Summary: Faith in God’s promises conquers the fear of my prospects


Have you ever made some kind of bold decision or taken a strong stand on some issue and then at some point began to wonder if you really did the right thing after all? I know that I certainly have.

When Mary and I had kids, we made the commitment that Mary would stay home with the kids and not work outside the home while they were young. At the time, that decision really wasn’t all that difficult for us because I had a job where I was making very good money. But when Pete was about 3 years old, the company I worked for went bankrupt and all of a sudden we were in a position where I had no income at all so I think it was kind of natural for us to begin to question the commitment we had made because it sure would have been nice if Mary was working and bringing in some money.

Something similar happened when I decided to go into vocational ministry. After a short unpaid position with one church I was hired as a part time pastor of a small church here in town. But after about a year in that position it became very apparent that church was not a good fit for me or for my family so I resigned.
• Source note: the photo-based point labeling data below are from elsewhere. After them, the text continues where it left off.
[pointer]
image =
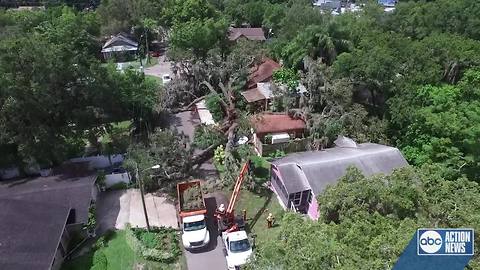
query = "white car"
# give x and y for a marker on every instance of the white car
(238, 248)
(166, 78)
(195, 234)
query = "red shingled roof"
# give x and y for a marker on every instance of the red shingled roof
(262, 72)
(276, 123)
(248, 33)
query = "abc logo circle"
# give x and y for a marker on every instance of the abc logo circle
(430, 241)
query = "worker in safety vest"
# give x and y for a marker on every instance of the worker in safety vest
(270, 220)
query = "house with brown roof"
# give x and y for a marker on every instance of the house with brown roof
(277, 123)
(120, 47)
(255, 34)
(258, 85)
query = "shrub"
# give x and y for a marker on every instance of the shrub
(219, 155)
(205, 136)
(92, 221)
(101, 178)
(267, 139)
(99, 261)
(118, 186)
(160, 244)
(212, 101)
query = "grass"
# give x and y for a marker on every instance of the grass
(158, 80)
(119, 257)
(258, 207)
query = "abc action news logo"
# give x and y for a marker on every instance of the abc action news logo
(445, 242)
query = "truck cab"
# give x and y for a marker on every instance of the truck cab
(237, 247)
(195, 234)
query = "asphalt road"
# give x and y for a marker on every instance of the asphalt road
(211, 257)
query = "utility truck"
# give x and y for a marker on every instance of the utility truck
(192, 215)
(237, 245)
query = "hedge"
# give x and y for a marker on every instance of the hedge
(151, 254)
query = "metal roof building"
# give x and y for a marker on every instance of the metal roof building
(298, 177)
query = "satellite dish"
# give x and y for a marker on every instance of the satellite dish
(345, 142)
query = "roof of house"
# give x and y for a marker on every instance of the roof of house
(248, 33)
(63, 190)
(264, 91)
(262, 72)
(275, 123)
(120, 42)
(30, 233)
(204, 114)
(322, 168)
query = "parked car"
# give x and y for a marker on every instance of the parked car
(155, 54)
(238, 249)
(166, 78)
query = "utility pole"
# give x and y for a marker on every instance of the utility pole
(140, 182)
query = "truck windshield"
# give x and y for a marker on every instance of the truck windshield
(194, 226)
(239, 246)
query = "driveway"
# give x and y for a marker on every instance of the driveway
(116, 208)
(163, 67)
(212, 257)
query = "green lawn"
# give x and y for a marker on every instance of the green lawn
(155, 78)
(258, 206)
(119, 257)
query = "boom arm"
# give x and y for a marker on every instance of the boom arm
(236, 189)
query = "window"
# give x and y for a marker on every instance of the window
(296, 198)
(279, 184)
(309, 198)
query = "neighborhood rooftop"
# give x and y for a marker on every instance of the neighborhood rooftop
(248, 33)
(62, 190)
(275, 123)
(30, 233)
(262, 72)
(120, 42)
(318, 169)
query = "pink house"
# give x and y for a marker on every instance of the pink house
(299, 177)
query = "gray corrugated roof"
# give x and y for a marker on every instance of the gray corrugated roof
(30, 233)
(63, 190)
(322, 168)
(293, 178)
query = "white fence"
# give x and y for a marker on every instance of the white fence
(9, 173)
(115, 178)
(99, 162)
(95, 162)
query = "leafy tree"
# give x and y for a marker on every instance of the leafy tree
(166, 148)
(445, 125)
(54, 92)
(366, 222)
(120, 15)
(206, 135)
(198, 36)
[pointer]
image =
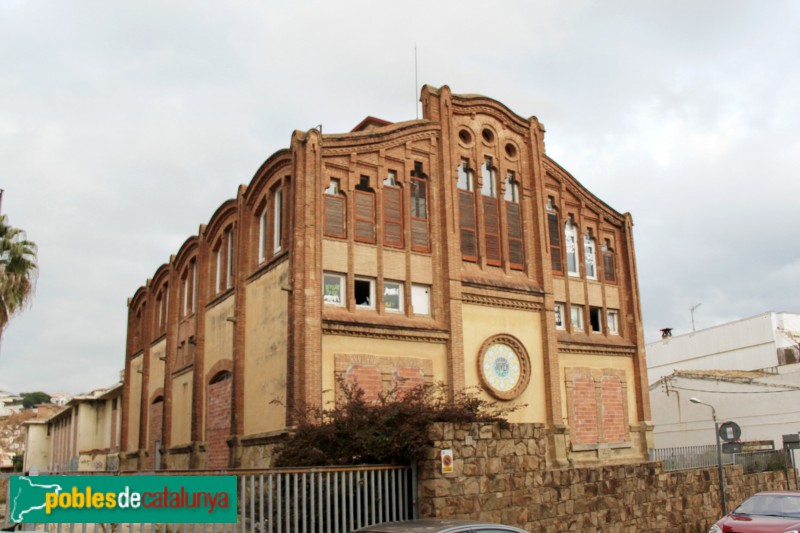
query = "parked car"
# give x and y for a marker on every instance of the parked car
(439, 526)
(765, 512)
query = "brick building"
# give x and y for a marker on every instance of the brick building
(448, 249)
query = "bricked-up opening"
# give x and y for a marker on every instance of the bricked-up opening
(554, 234)
(466, 209)
(609, 270)
(335, 211)
(584, 411)
(364, 212)
(218, 420)
(595, 319)
(367, 378)
(613, 410)
(392, 211)
(364, 292)
(420, 226)
(156, 422)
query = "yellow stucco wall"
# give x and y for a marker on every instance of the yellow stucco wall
(333, 344)
(266, 351)
(134, 403)
(219, 334)
(480, 323)
(181, 432)
(598, 362)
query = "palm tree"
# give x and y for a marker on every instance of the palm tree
(17, 271)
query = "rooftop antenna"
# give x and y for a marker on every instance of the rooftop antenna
(416, 83)
(695, 306)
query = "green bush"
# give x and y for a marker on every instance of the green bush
(391, 430)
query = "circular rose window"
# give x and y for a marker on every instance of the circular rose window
(504, 367)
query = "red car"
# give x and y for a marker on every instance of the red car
(765, 512)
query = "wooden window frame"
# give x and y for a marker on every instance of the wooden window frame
(327, 204)
(360, 218)
(555, 241)
(418, 222)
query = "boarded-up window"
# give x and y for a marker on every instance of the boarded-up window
(469, 241)
(393, 216)
(420, 228)
(554, 233)
(335, 209)
(365, 216)
(516, 250)
(491, 216)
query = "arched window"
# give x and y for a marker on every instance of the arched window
(554, 234)
(609, 270)
(420, 228)
(392, 211)
(516, 249)
(466, 209)
(571, 245)
(491, 213)
(364, 212)
(589, 256)
(335, 210)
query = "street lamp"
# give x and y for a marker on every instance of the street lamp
(719, 454)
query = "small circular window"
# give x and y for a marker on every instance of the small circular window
(511, 151)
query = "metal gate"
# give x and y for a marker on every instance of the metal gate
(289, 500)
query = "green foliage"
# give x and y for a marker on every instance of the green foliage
(17, 271)
(32, 399)
(391, 430)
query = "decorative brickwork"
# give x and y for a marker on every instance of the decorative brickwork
(415, 223)
(584, 411)
(156, 419)
(218, 425)
(613, 410)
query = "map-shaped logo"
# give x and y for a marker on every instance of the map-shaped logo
(28, 496)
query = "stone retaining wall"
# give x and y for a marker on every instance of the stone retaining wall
(501, 475)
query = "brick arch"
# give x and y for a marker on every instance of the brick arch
(219, 407)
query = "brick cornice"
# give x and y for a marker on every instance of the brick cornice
(496, 301)
(596, 349)
(387, 333)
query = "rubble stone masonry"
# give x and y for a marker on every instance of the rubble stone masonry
(500, 475)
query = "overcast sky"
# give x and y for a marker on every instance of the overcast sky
(124, 125)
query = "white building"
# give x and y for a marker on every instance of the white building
(764, 342)
(765, 406)
(749, 370)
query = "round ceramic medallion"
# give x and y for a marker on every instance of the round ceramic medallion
(504, 367)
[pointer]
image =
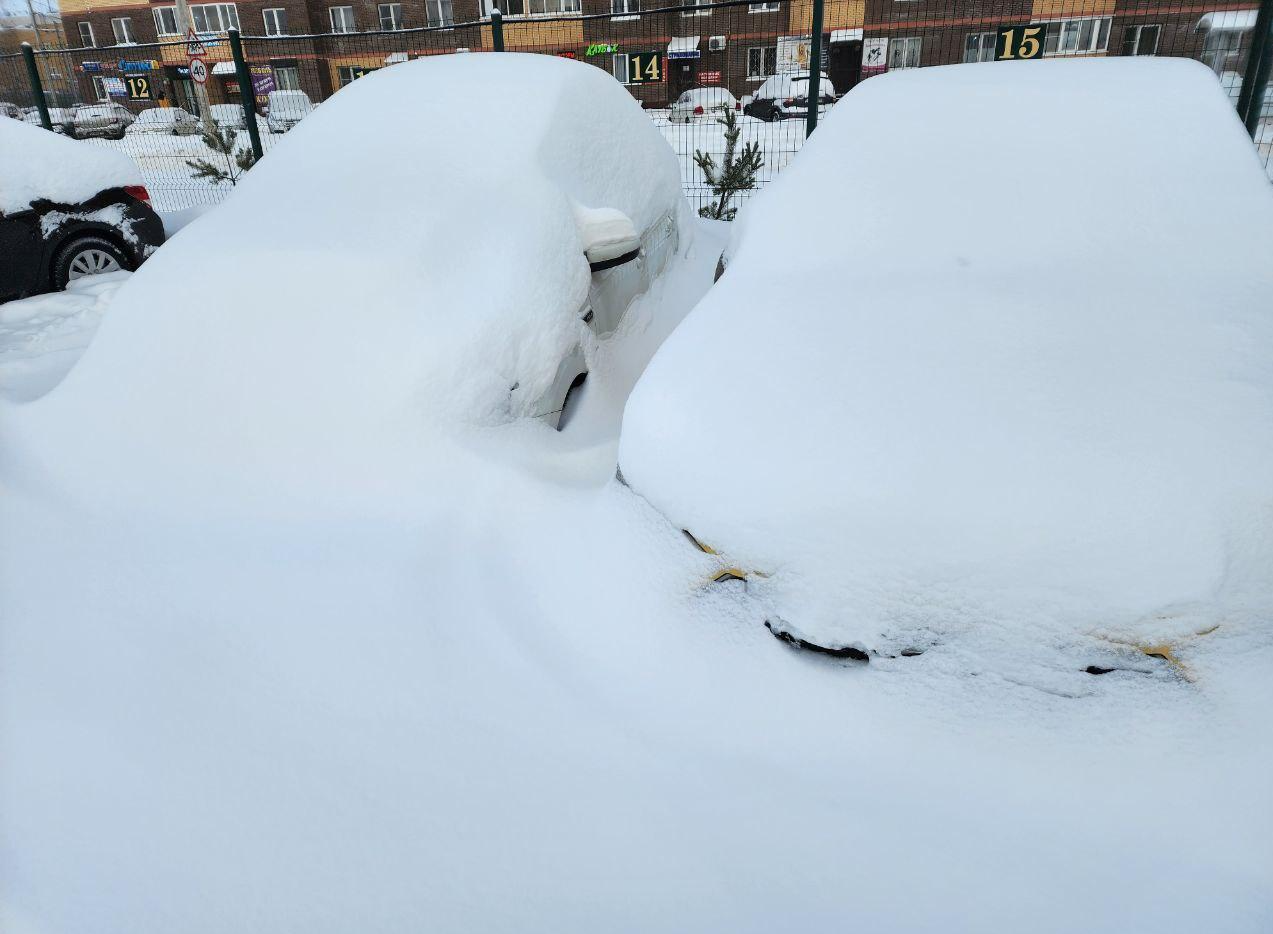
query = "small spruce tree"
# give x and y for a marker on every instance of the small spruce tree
(735, 173)
(232, 166)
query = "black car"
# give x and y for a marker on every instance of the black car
(49, 244)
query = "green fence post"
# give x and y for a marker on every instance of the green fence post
(497, 28)
(815, 69)
(37, 89)
(1255, 75)
(247, 96)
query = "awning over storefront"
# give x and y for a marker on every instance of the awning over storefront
(1227, 20)
(684, 47)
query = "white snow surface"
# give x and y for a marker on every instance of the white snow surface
(400, 304)
(1003, 404)
(40, 164)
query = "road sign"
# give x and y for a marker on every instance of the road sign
(195, 47)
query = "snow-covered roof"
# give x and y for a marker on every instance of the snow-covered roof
(41, 164)
(956, 414)
(1229, 20)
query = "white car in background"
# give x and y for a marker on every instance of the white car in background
(173, 121)
(703, 103)
(287, 108)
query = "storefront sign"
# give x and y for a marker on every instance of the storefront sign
(875, 54)
(644, 68)
(1020, 42)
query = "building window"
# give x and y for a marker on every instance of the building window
(391, 17)
(287, 78)
(761, 61)
(122, 29)
(904, 52)
(214, 17)
(166, 20)
(979, 46)
(275, 20)
(1077, 36)
(439, 12)
(1141, 40)
(341, 18)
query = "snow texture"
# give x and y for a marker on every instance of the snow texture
(1026, 397)
(40, 164)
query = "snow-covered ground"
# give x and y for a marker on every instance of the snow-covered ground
(279, 650)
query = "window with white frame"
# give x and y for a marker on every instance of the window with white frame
(214, 17)
(391, 17)
(1141, 40)
(275, 20)
(979, 46)
(439, 12)
(122, 29)
(761, 61)
(166, 20)
(287, 78)
(1077, 36)
(904, 52)
(341, 18)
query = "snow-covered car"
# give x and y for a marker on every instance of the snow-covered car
(1025, 430)
(61, 118)
(406, 311)
(287, 108)
(787, 96)
(228, 116)
(68, 211)
(108, 120)
(173, 121)
(702, 103)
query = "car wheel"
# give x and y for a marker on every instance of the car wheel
(87, 256)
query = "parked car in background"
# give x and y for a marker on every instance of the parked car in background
(787, 96)
(228, 116)
(108, 120)
(61, 118)
(93, 215)
(287, 110)
(703, 103)
(167, 120)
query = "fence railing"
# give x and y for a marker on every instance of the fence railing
(736, 54)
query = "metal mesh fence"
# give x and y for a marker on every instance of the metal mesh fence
(685, 64)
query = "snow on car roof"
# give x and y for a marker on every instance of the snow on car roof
(1025, 390)
(40, 164)
(410, 272)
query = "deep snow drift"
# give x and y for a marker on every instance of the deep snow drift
(1027, 395)
(471, 685)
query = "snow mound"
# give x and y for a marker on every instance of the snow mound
(381, 278)
(40, 164)
(1027, 390)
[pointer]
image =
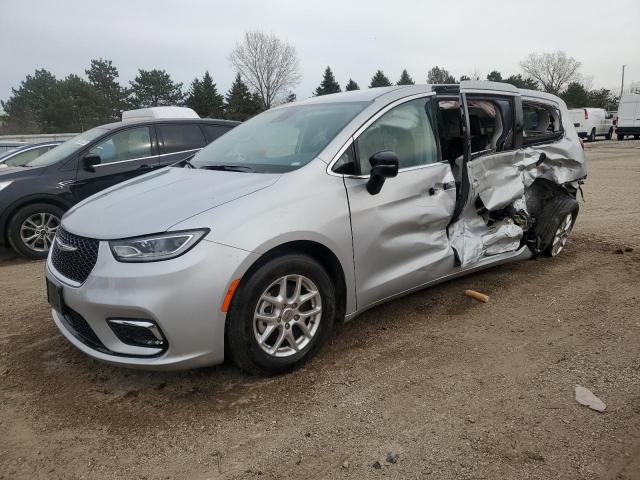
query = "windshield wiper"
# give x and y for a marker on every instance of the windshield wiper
(228, 168)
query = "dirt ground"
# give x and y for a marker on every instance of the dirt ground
(456, 388)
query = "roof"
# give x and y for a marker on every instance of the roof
(147, 121)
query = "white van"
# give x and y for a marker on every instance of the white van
(629, 116)
(591, 122)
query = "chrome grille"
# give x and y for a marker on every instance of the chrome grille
(76, 257)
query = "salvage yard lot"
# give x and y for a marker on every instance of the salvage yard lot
(457, 389)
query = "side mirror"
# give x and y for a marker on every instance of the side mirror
(384, 165)
(90, 161)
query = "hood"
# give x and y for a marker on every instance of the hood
(155, 202)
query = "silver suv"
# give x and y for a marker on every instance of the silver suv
(310, 214)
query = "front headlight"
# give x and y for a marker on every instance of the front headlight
(152, 248)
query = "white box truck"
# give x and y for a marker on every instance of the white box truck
(592, 122)
(629, 115)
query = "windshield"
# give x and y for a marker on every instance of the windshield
(279, 140)
(67, 148)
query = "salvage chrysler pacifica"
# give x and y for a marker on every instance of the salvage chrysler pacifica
(309, 214)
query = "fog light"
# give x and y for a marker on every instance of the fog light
(139, 333)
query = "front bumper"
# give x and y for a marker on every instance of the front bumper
(182, 296)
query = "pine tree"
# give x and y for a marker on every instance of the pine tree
(204, 98)
(112, 96)
(519, 81)
(351, 85)
(439, 75)
(405, 79)
(290, 98)
(328, 84)
(153, 88)
(240, 103)
(494, 76)
(379, 80)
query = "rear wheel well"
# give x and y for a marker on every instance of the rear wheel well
(320, 253)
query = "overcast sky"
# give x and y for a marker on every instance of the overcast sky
(354, 37)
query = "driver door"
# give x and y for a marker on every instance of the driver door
(399, 235)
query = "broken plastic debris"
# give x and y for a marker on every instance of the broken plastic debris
(481, 297)
(585, 397)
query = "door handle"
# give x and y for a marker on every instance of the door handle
(441, 186)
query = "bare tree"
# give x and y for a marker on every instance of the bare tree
(269, 66)
(552, 70)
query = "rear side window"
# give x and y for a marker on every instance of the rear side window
(542, 123)
(214, 131)
(178, 138)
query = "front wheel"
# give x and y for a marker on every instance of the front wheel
(280, 315)
(33, 228)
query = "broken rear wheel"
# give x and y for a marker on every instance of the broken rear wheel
(554, 223)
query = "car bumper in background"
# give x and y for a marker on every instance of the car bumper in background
(176, 301)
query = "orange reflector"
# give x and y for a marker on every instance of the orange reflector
(229, 295)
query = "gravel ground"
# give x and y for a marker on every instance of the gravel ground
(455, 388)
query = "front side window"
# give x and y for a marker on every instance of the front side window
(68, 148)
(407, 130)
(125, 145)
(23, 158)
(178, 138)
(279, 140)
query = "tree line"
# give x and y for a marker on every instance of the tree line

Shortly after that I began to work on a volunteer basis with a local church planter who was planting a new church in the Oro Valley area. A few months later he moved to Florida and the church plant was thrown into my lap. The next few years were a real roller coaster. We’d grow for a while and then it seemed like every time we reached something of a critical mass, we’d have one or two key families move out of town. We finally decided to just meet at our home over the summer and seek God’s direction. And for me personally I began to seriously question whether my decision to go into vocational ministry in the first place was really the right one after all.


I would be really surprised if all of us here this morning haven’t gone through similar situations in our lives. In fact, there is no doubt in my mind that some of you are in a situation like that right now.

So how do we survive, and even thrive, when we begin to wonder if we’ve really done the right thing? We’re going to let a man named Abram, help us answer that question this morning.


Last week we left off with God’s covenant with Noah in Genesis 9. Noah lived another 350 years after the flood and died at the age of 950 years old. His three sons – Ham, Shem and Japheth, began to have their own families and repopulate the earth, just as God had commanded. Those descendants and their families began to gather into nations.

It wasn’t long until the people had forgotten the flood and they gathered in the land of Shinar and decided to build a tower and try to become like God. But God thwarted their efforts by confusing their language and dispersing the people over the face of the earth.

About 360 years after the flood, just a few years after Noah dies, Abram, whose name means “exalted father” is born to his father Terah, who was a descendant of Noah’s son Shem.

When Abram was 75 years old, God came to him and told him to leave his home in Haran and go the place God would show him. God also promised Abram that he would make he and his descendants into a great nation and that his people would be a blessing to “all the families of the earth” (Genesis 12:4)

Abram immediately took his family, including his nephew Lot, and left his home and set out for the land of Canaan, where God promised that He would one day give that land to his offspring. And Abram responds in worship by building an altar and calling on the name of the Lord.

But then a famine came to the land so Abram tool his family and settled in Egypt for a period of time. They eventually left Egypt and after allowing Lot to pick the choice land, Abram settled in Canaan, where God once again repeated His promise to give Abram’s descendants all the land that Abram could see. And once again Abram built an altar to the Lord.

But his wayward nephew Lot is taken captive by four kings from the east. So Abram leads 318 of his trained men against these kings and stages a surprise attack in which he defeats those kings and their men and recovers all of his people and their possessions.

Abraham meets the king of Sodom and Melchizedek, the king of Salem in the Valley of Shaveh, which is in the area that will eventually become the city of Jerusalem. As we learn later in Hebrews, Melchizedek, who is also identified as the priest of God Most High in Genesis, is a picture of our great High Priest, Jesus. Abram gives him a tenth of all that he had recovered in that battle. But he refused to take the goods offered to him by the king of Sodom, lest anyone could say that he, rather than God, had made Abram rich. In essence, Abram gave up great wealth because he was trusting that God, who had promised to bless him, would meet his needs.